Варенька - страница 30
Капитолина Николаевна сразу перешла от обороны к наступлению.
— Вот видите! — торжествующе воскликнула она. — То же самое и я говорю: может, а не хочет! А все характер. Слова не скажи. Была б она родная, так я как-нибудь нашла бы… как с ней договориться, — она выразительно потрясла в воздухе ладонью с широко растопыренными пальцами, — и никто бы мне слова не сказал. А тут ведь такого наговорят, что потом век не оправдаешься.
— А не написать ли нам матери?
— Пишу! — Чтобы придать своим словам большую убедительность, Капитолина Николаевна плотно прижала ладонь к своей груди. — Очень часто пишу. Но мать там, а дочка здесь.
— Вы можете дать мне адрес?
— Пожалуйста. — Амелина собралась продиктовать то, что от нее требовалось, но потом взяла с этажерки использованный конверт и подала его. — Вот здесь внизу ее обратный адрес.
Провожая гостью, она огорченно вздыхала:
— Очень трудный ребенок. Спасибо, что зашли…
Но, закрыв за Анастасией Михайловной дверь, Амелина раздраженно стиснула зубы:
— Черт знает, что это такое! Все лезут. Соседи, школа, теперь, видите ли… общественность! «Я немного знакома с вашей племянницей», — передразнила она свою недавнюю собеседницу и гневно сжала кулаки: — Какое им всем дело до этой дрянной девчонки?
Она быстро вошла в комнату, остановилась посередине и, грозно подбоченясь, прошипела:
— Ну, пусть она придет, сегодня я с нею поговорю по-своему…
На полное тревоги письмо Анастасии Михайловны, которое она написала в тот же день, когда получила адрес, Екатерина Ивановна не ответила.
Не ответила она и Нине Алексеевне.
Но Амелиной она написала:
«Пожалуйста, Линок, очень тебя прошу, сделай все, что нужно, для того, чтобы мне больше не писали доносов. Я очень боюсь, чтобы письма не попали Геннадию Ксенофонтовичу. Он очень мнителен и будет недоволен. Посылаю двести рублей, через пятнадцать дней вышлю еще…»
Прочитав письмо, Капитолина Николаевна довольно усмехнулась:
— Ну что ж, нет худа без добра. Двести рублей тоже деньги…
А Варенька училась все хуже и хуже.
От какой бы то ни было помощи она продолжала категорически отказываться:
— Сама справлюсь…
Перестала разговаривать с Люсей, начала дичиться подруг, из-за пустяка поссорилась с Ниной и ушла от нее на заднюю парту. Девочка замкнулась в себе. Любое проявление сочувствия ее раздражало.
На Капитолину Николаевну не жаловалась.
«Ну что с того, если я скажу? — рассуждала она. — Ну, вызовут ее, поговорят. А потом она будет кричать на меня. Я написала маме. А она ответила: «Слушайся, Варенька, тетю Лину». Ну, а разве я ее не слушаюсь? Просто я не успеваю всего делать. Вот если бы я не училась, тогда тетя Лина, может, была бы мною довольна…»
На очередном сборе пионерской дружины она неожиданно заявила:
— Не хочу учиться!
Вся школа всполошилась:
— Как это можно? Да ты понимаешь, что ты говоришь? Кто в наше время не учится?
Вареньку вызвала к себе директор школы, молодая женщина с голубыми добрыми глазами.
— Что с тобой, милая? — озабоченно спросила она.
— Ничего, — грустно ответила девочка.
— Садись, поговорим.
Варенька села. На вопросы отвечала вяло и неохотно. Но к концу беседы пообещала, что школу она не оставит и постарается подтянуться в учебе…
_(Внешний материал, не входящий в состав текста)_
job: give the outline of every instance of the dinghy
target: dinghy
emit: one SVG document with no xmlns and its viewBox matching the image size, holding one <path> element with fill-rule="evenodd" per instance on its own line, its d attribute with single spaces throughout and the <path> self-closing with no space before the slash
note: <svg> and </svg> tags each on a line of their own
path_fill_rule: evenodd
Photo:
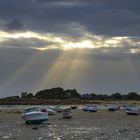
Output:
<svg viewBox="0 0 140 140">
<path fill-rule="evenodd" d="M 124 111 L 127 115 L 138 115 L 140 113 L 136 107 L 127 107 Z"/>
<path fill-rule="evenodd" d="M 39 124 L 48 120 L 48 112 L 40 109 L 39 106 L 33 106 L 25 109 L 21 116 L 26 124 Z"/>
<path fill-rule="evenodd" d="M 63 118 L 71 118 L 73 116 L 71 108 L 65 108 L 63 110 Z"/>
</svg>

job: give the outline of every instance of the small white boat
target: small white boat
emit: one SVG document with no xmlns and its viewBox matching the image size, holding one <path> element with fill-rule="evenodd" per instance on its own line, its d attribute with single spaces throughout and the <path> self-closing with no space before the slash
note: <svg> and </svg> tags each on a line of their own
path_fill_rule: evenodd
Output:
<svg viewBox="0 0 140 140">
<path fill-rule="evenodd" d="M 63 110 L 63 118 L 71 118 L 73 116 L 73 112 L 71 108 L 65 108 Z"/>
<path fill-rule="evenodd" d="M 138 115 L 140 113 L 136 107 L 126 107 L 124 111 L 128 115 Z"/>
<path fill-rule="evenodd" d="M 120 106 L 118 106 L 118 105 L 112 105 L 111 107 L 108 108 L 109 111 L 116 111 L 119 109 L 120 109 Z"/>
<path fill-rule="evenodd" d="M 63 108 L 61 106 L 56 106 L 56 111 L 58 113 L 61 113 L 61 112 L 63 112 Z"/>
<path fill-rule="evenodd" d="M 83 111 L 97 112 L 97 107 L 94 105 L 86 105 L 82 108 Z"/>
<path fill-rule="evenodd" d="M 33 106 L 25 109 L 21 116 L 26 124 L 38 124 L 48 120 L 48 112 L 40 109 L 39 106 Z"/>
<path fill-rule="evenodd" d="M 77 105 L 72 105 L 72 106 L 71 106 L 71 109 L 77 109 L 77 108 L 78 108 Z"/>
<path fill-rule="evenodd" d="M 53 106 L 49 106 L 47 111 L 48 111 L 48 115 L 55 115 L 56 114 L 55 107 L 53 107 Z"/>
</svg>

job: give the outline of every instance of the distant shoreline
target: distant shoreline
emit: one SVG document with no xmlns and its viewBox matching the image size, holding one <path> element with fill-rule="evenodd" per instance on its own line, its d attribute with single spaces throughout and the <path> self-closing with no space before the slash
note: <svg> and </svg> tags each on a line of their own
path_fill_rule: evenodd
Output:
<svg viewBox="0 0 140 140">
<path fill-rule="evenodd" d="M 140 104 L 140 100 L 0 99 L 0 105 Z"/>
</svg>

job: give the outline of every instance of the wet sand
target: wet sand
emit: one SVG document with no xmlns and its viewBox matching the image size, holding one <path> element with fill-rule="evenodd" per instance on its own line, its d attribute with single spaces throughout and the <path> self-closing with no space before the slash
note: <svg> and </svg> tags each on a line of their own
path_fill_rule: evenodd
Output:
<svg viewBox="0 0 140 140">
<path fill-rule="evenodd" d="M 129 116 L 123 110 L 73 111 L 71 119 L 57 113 L 43 124 L 25 125 L 21 110 L 2 110 L 0 140 L 140 140 L 140 115 Z"/>
</svg>

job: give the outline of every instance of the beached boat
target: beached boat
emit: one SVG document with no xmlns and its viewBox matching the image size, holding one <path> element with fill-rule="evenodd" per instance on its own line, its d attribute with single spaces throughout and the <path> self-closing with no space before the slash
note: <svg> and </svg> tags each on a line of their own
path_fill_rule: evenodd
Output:
<svg viewBox="0 0 140 140">
<path fill-rule="evenodd" d="M 120 109 L 120 106 L 118 106 L 118 105 L 113 105 L 113 106 L 108 108 L 109 111 L 116 111 L 116 110 L 119 110 L 119 109 Z"/>
<path fill-rule="evenodd" d="M 58 113 L 61 113 L 61 112 L 63 112 L 63 108 L 61 107 L 61 106 L 56 106 L 56 111 L 58 112 Z"/>
<path fill-rule="evenodd" d="M 56 114 L 56 108 L 53 106 L 49 106 L 47 111 L 48 111 L 48 115 L 55 115 Z"/>
<path fill-rule="evenodd" d="M 40 109 L 39 106 L 33 106 L 25 109 L 21 116 L 26 124 L 38 124 L 48 120 L 48 112 Z"/>
<path fill-rule="evenodd" d="M 73 116 L 73 112 L 72 112 L 72 109 L 69 107 L 69 108 L 65 108 L 63 110 L 63 118 L 71 118 Z"/>
<path fill-rule="evenodd" d="M 86 105 L 86 106 L 83 106 L 82 110 L 88 111 L 88 112 L 97 112 L 97 107 L 93 105 Z"/>
<path fill-rule="evenodd" d="M 140 110 L 136 107 L 126 107 L 124 111 L 128 115 L 138 115 L 140 113 Z"/>
<path fill-rule="evenodd" d="M 77 108 L 78 108 L 78 106 L 76 106 L 76 105 L 71 106 L 71 109 L 77 109 Z"/>
</svg>

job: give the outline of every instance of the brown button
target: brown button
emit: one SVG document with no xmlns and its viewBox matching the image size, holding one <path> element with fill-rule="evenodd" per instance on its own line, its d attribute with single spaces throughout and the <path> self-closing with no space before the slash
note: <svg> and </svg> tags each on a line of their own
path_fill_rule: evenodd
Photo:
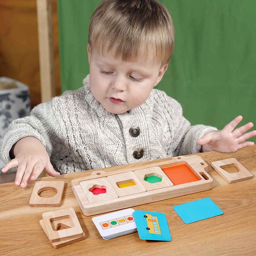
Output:
<svg viewBox="0 0 256 256">
<path fill-rule="evenodd" d="M 140 159 L 144 155 L 144 150 L 142 148 L 136 148 L 133 152 L 133 157 L 136 159 Z"/>
<path fill-rule="evenodd" d="M 139 126 L 136 125 L 132 125 L 129 130 L 130 135 L 133 137 L 137 137 L 140 135 L 140 129 Z"/>
</svg>

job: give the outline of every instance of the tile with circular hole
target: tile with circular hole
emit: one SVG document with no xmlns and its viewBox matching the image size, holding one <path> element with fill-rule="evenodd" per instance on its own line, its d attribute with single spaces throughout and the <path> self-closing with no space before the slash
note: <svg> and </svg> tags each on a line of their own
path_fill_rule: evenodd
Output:
<svg viewBox="0 0 256 256">
<path fill-rule="evenodd" d="M 134 173 L 147 191 L 173 186 L 159 166 L 137 170 Z"/>
<path fill-rule="evenodd" d="M 79 184 L 90 203 L 103 202 L 118 197 L 106 177 L 83 180 Z"/>
<path fill-rule="evenodd" d="M 133 172 L 111 175 L 107 178 L 119 196 L 124 196 L 146 191 Z"/>
<path fill-rule="evenodd" d="M 36 181 L 29 200 L 29 205 L 31 207 L 58 207 L 60 205 L 65 185 L 64 181 Z M 41 192 L 47 190 L 53 190 L 57 193 L 49 197 L 38 195 Z"/>
</svg>

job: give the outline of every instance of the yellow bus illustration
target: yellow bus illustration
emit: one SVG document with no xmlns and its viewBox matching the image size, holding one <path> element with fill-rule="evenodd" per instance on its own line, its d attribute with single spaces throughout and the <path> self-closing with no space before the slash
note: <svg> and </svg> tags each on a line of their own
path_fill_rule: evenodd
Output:
<svg viewBox="0 0 256 256">
<path fill-rule="evenodd" d="M 148 227 L 146 229 L 148 230 L 148 232 L 151 234 L 161 234 L 160 227 L 158 219 L 156 216 L 152 216 L 151 214 L 145 213 L 144 217 L 147 220 L 147 224 Z"/>
</svg>

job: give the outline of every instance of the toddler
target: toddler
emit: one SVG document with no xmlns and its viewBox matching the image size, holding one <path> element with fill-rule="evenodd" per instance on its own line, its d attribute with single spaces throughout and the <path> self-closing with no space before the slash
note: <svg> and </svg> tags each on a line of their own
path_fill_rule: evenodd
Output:
<svg viewBox="0 0 256 256">
<path fill-rule="evenodd" d="M 232 152 L 249 123 L 239 116 L 222 130 L 191 126 L 175 100 L 153 89 L 174 46 L 169 13 L 156 0 L 104 0 L 91 18 L 90 75 L 83 87 L 40 104 L 14 121 L 3 139 L 6 172 L 25 188 L 44 170 L 57 176 L 86 170 L 216 150 Z M 42 85 L 43 86 L 43 85 Z"/>
</svg>

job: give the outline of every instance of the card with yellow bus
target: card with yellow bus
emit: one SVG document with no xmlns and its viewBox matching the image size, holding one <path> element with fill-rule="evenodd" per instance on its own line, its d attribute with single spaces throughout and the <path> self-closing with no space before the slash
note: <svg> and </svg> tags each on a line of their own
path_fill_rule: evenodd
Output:
<svg viewBox="0 0 256 256">
<path fill-rule="evenodd" d="M 132 215 L 141 239 L 172 241 L 164 213 L 136 210 Z"/>
</svg>

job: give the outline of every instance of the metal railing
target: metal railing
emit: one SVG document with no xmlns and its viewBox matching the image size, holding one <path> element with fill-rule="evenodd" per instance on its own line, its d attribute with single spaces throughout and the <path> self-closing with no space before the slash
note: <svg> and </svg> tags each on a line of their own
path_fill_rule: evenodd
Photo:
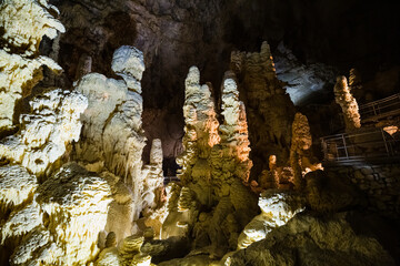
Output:
<svg viewBox="0 0 400 266">
<path fill-rule="evenodd" d="M 400 158 L 400 140 L 382 129 L 321 137 L 324 162 L 354 163 Z"/>
<path fill-rule="evenodd" d="M 361 122 L 377 122 L 400 114 L 400 93 L 359 106 Z"/>
<path fill-rule="evenodd" d="M 170 182 L 179 182 L 180 180 L 177 176 L 164 176 L 164 185 Z"/>
</svg>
— Ну вот, пожалуйста. — Капитолина Николаевна скорбно гнула крашеные брови. — Теперь, надеюсь, поймут, каких трудов мне стоит воспитывать ее.
В четвертом классе Варенька осталась на второй год.
XII
Лето Варенька провела дома. Утром девочка убирала комнату, затем садилась пороть теткино платье, которое раньше было подогнуто повыше, а теперь, в связи с изменившейся модой, его следовало удлинить. Потом Варенька ходила в булочную, клеила конверты, чистила картошку, мыла посуду. День проходил в непрерывных хлопотах. Девочка очень уставала, но держалась стойко и никаких признаков недовольства не проявляла.
Но, когда пришла осень и наступило время учебы, она категорически отказалась идти в школу.
Изумленная и уже всерьез растерявшаяся Капитолина Николаевна обратилась за помощью к соседке.
— Елизавета Васильевна, голубушка, повлияйте хоть вы. У родителей характерец, но у нее похлеще будет!